I love challenger for bittering in strong english ales.


----------



## 3G (7/6/09)

SJW said:


> I dont think I would bother with Challenger again after using Pilgrim. Very similar but much better imo. Very clean.




Interesting, ill have to order some next order instead. Always keen to try something i havent used before.


----------



## THE DRUNK ARAB (8/6/09)

DrSmurto said:


> SO any thoughts on a mash temp for the all challenger IPA with 98% ale, 2% pale choc, OG 1.059 and 49 IBU?
> 
> I was thinking 67/68. I want plenty of malt body.
> 
> Warra - early tastings?

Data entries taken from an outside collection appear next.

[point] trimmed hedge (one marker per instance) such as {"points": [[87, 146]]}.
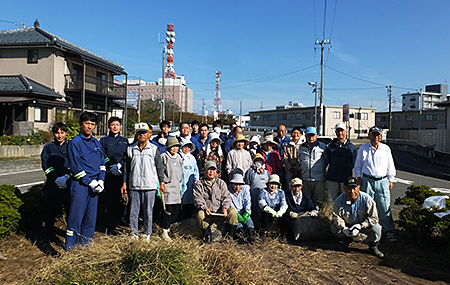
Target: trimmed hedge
{"points": [[9, 210]]}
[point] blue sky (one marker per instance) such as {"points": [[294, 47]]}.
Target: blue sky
{"points": [[264, 49]]}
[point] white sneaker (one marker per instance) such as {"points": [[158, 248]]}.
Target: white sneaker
{"points": [[165, 235]]}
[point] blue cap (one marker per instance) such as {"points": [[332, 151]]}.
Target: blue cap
{"points": [[311, 130]]}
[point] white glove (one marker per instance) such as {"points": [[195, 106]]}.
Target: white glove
{"points": [[93, 184], [115, 169], [61, 182], [347, 231], [100, 187]]}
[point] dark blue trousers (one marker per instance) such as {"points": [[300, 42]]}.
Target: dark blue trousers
{"points": [[83, 215]]}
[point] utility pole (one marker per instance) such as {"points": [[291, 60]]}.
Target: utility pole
{"points": [[390, 106], [139, 101], [322, 47]]}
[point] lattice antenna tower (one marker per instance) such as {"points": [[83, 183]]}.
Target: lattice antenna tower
{"points": [[217, 103], [169, 72]]}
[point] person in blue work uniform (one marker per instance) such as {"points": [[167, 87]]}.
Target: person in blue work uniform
{"points": [[55, 163], [114, 147], [87, 166]]}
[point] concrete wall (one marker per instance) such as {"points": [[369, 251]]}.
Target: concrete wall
{"points": [[20, 150]]}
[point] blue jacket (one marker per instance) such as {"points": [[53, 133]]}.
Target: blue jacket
{"points": [[86, 159], [114, 149], [55, 160], [341, 159]]}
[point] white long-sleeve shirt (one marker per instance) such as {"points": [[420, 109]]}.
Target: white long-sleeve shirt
{"points": [[375, 162]]}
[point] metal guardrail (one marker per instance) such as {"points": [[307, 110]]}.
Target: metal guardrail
{"points": [[74, 82]]}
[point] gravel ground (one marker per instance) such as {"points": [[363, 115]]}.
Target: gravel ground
{"points": [[19, 164]]}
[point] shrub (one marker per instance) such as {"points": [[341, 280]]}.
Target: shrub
{"points": [[421, 223], [9, 210]]}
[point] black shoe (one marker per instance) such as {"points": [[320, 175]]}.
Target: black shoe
{"points": [[208, 237], [231, 231], [251, 235], [373, 249]]}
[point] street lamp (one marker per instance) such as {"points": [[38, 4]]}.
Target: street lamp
{"points": [[314, 85]]}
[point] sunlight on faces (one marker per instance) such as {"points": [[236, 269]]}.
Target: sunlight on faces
{"points": [[204, 131], [115, 127], [296, 135], [185, 130], [236, 187], [173, 150], [240, 145], [341, 134], [296, 189], [281, 131], [211, 173], [273, 187], [352, 192], [311, 138], [87, 128], [60, 136], [186, 149]]}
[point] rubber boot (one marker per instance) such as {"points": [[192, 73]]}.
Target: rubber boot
{"points": [[208, 237], [251, 235], [231, 231], [373, 249], [165, 235]]}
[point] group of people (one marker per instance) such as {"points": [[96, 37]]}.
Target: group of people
{"points": [[248, 185]]}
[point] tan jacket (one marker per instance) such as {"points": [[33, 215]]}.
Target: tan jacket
{"points": [[215, 197]]}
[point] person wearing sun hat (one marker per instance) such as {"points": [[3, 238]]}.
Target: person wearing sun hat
{"points": [[271, 157], [173, 175], [190, 177], [241, 201], [256, 177], [355, 212], [340, 156], [313, 165], [375, 170], [272, 202], [238, 157]]}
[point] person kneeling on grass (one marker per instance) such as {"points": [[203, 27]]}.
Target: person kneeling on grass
{"points": [[356, 212], [272, 201], [241, 201], [299, 205], [213, 202], [173, 175]]}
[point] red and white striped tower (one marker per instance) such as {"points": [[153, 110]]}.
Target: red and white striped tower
{"points": [[169, 71], [217, 103]]}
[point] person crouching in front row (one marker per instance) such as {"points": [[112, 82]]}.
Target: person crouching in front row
{"points": [[272, 201], [213, 202], [356, 212]]}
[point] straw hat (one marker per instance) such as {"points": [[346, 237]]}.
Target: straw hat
{"points": [[240, 138]]}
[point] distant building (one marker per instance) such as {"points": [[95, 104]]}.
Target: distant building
{"points": [[43, 74], [433, 94], [174, 90], [297, 115]]}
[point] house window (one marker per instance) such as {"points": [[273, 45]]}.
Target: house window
{"points": [[33, 56]]}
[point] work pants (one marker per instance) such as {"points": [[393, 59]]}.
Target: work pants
{"points": [[379, 191], [146, 199], [373, 233], [83, 215]]}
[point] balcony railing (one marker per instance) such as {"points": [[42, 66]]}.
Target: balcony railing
{"points": [[74, 82]]}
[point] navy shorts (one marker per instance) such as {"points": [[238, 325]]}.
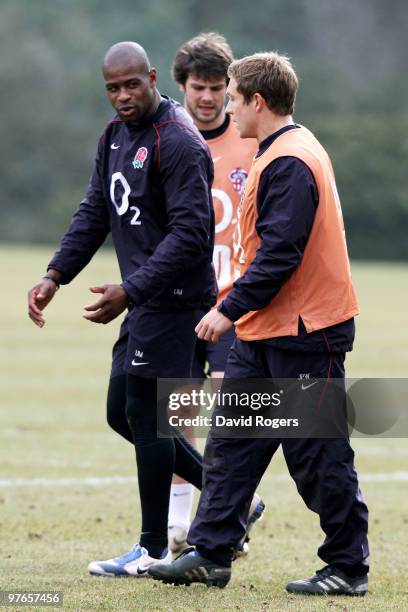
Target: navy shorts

I usually combine Fuggles and Styrians in a Hobgoblin so interested to hear how challenger goes.



I tried Dr S's all challenger IPA the other day and gotta say it was bloody sensational. 
So good in fact it's on my to brew list as soon as winter is over.

C&B
TDA


----------



## drsmurto (9/6/09)

THE DRUNK ARAB said:


> I tried Dr S's all challenger IPA the other day and gotta say it was bloody sensational.
> So good in fact it's on my to brew list as soon as winter is over.
> 
> C&B
> TDA



Keg blew dry yesterday TDA  

Luckily i had just bottled several stubbies off for comps/swaps. :super:


----------



## BoilerBoy (9/6/09)

DrSmurto said:


> Keg blew dry yesterday TDA
> 
> Luckily i had just bottled several stubbies off for comps/swaps. :super:



Excellent....I think He's got one with my name on it :icon_drool2: 

BB


----------



## Katherine (2/7/09)

Both Lloydie and I have fallen in love with this hop... Every fermenter will be full of ales with challanger. LOL!


----------



## BoilerBoy (2/7/09)

Katie said:


> Both Lloydie and I have fallen in love with this hop... Every fermenter will be full of ales with challanger. LOL!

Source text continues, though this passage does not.